It’s a frigid and snowy day today, the exact kind of day I hate. Of course the one day of the week winter decides to show up is the one where I have the busiest schedule and, of course, the very people who where supposed to help me stayed home. It might be a good thing though. I’ve always preferred the solo projects.

I’m just being crabby because I haven’t been able to do anything much for me and I know that this weekend will be busy too and now that I think about it next Monday feels awfully close already. The days are growing drab and mundane and nothing feels all that important or worth the effort. Everything is exhausting. Everything is at best an irritation and at worst a waste.

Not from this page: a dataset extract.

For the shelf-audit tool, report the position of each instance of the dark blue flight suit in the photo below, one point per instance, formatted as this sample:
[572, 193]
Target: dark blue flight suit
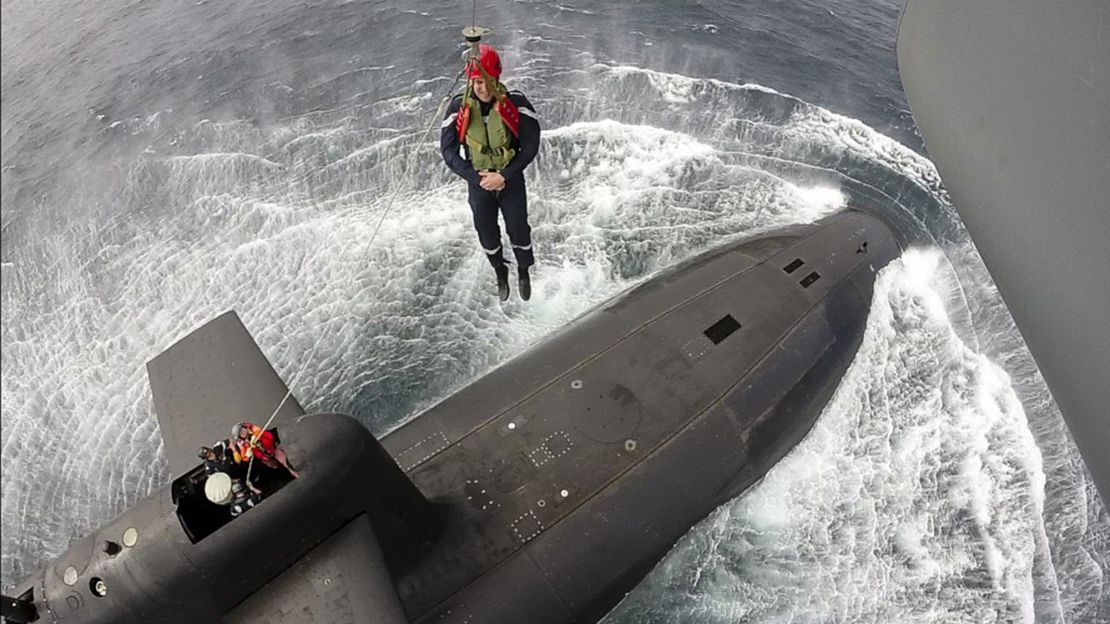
[512, 200]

Let the seasonal depression begin.

My stomach has been in knots all morning. I’m excited, and I’m also incredibly nervous. I always am before we see our friend, especially when there will be alcohol involved, which is every time we hang out with our friends. Social anxiety (no not just regular nervous but chest hurting, I think I’m going to throw up, maybe I should just stay home forever anxiety in advance of seeing some of my very best friends!) is killing me.

I’m trying to focus on the good. I know that I am well liked and even missed. I know people are excited to see me and that any social faux pas I commit and later agonize will probably go unnoticed by others.

The point is, I’m excited. The point is, this means a lot to me, these people mean a lot to me and I hope to have a good time.